Stanley Kubrick

Dr. Strangelove

or: How I Learned to Stop Worrying and Love the Bomb

Finally got to watch the classic Stanley Kubrick political satire/black comedy about that most hilarious subject, the global nuclear holocaust.

So, during the 60s Cold War, a demented US general Jack Ripper decides to bypass those pesky politicians, and launch an unauthorised attack on the no-good Commies who poison the American population’s bodily fluids by adding fluoride to the water supply. The whole film takes place in pretty much three locations: an office where Ripper is locked together with Captain Mandrake (Peter Sellers), a horrified British liaison; the interior of the B-52 bomber on its way to drop some nukes; and the famous War Room, where the President of the United States (Sellers again) and his advisors frantically try to stop the impending nuclear wipeout, with the help of the Soviet ambassador and a former Nazi scientist Dr. Strangelove (Sellers once again). The special effects of the plane “flying” over Russia are rather dated, but the War Room is honestly one of the most striking and iconic pieces of film set design, which most recently got a nod in Mathew Vaughn’s 60-s based X-Men: First Class.
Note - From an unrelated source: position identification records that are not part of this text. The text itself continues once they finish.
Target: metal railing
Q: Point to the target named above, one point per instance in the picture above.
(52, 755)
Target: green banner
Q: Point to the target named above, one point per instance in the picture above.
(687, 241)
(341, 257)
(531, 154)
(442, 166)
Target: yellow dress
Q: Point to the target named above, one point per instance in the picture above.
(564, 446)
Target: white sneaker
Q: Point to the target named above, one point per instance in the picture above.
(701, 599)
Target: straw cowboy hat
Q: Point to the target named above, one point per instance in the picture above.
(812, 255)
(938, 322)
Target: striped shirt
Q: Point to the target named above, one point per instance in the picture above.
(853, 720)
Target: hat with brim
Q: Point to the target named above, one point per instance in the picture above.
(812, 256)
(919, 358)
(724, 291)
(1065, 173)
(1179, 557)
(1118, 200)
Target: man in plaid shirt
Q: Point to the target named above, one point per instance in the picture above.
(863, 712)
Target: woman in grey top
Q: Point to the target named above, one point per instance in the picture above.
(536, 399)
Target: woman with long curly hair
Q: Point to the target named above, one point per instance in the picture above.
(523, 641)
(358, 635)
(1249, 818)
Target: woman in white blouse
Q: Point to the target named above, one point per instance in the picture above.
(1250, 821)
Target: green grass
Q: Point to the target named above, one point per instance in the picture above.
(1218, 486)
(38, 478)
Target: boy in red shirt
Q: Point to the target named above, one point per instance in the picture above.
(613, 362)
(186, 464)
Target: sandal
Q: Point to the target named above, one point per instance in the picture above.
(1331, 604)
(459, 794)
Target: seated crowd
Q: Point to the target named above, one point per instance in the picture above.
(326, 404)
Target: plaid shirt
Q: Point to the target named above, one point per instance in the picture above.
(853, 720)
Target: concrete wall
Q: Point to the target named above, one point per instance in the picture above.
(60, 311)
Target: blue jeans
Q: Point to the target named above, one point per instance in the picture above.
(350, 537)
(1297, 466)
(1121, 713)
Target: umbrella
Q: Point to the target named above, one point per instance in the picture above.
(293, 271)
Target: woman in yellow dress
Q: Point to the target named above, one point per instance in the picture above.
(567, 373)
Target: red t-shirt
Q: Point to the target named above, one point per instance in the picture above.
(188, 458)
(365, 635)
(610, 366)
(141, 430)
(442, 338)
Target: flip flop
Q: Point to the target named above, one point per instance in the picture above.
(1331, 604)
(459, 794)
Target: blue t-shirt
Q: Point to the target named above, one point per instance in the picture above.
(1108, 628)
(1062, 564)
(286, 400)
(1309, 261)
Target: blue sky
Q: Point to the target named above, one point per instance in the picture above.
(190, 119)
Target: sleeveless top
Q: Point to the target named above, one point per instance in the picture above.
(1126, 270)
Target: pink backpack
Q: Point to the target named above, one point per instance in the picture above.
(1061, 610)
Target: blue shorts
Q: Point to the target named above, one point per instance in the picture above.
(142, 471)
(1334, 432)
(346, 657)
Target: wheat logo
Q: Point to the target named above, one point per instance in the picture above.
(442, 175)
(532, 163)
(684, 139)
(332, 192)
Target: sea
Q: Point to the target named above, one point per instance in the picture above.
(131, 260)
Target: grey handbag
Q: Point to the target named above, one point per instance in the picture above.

I watched the making of documentary included in the extras afterwards, and incredibly this movie actually started out as completely straight and serious, before the writers turned it instead into a biting satire that finds the absurdity and humour in the most nightmarish and apocalyptic scenario, and the way a chain of seemingly logical decisions lead the humanity to a disastrous outcome. It’s a sort of comedy that elicits dry chuckles rather than laugh-out-loud reactions, but it’s undoubtedly filled with sharp writing and great comic performances. Peter Sellers’ triple turn is inspired, and Dr. Strangelove, who just can’t shake off his former Nazi habits, is a particularly grotesque creation. I had no idea that James Earl Jones was in the movie, and it was a bit disorienting to hear that instantly recognisable voice. If I closed my eyes, I’d be like, why does Darth Vader want to bomb the Soviet Union?

My only beef with the movie is, if Stanley Kubrick was such a total bloody-minded perfectionist, why is the Soviet ambassador’s “Russian” so godawful I could barely understand him when he supposedly speaks in his native tongue with the Soviet head of state? Alas, dodgy mangled Russian is everywhere, even in Stanley Kubrick movies.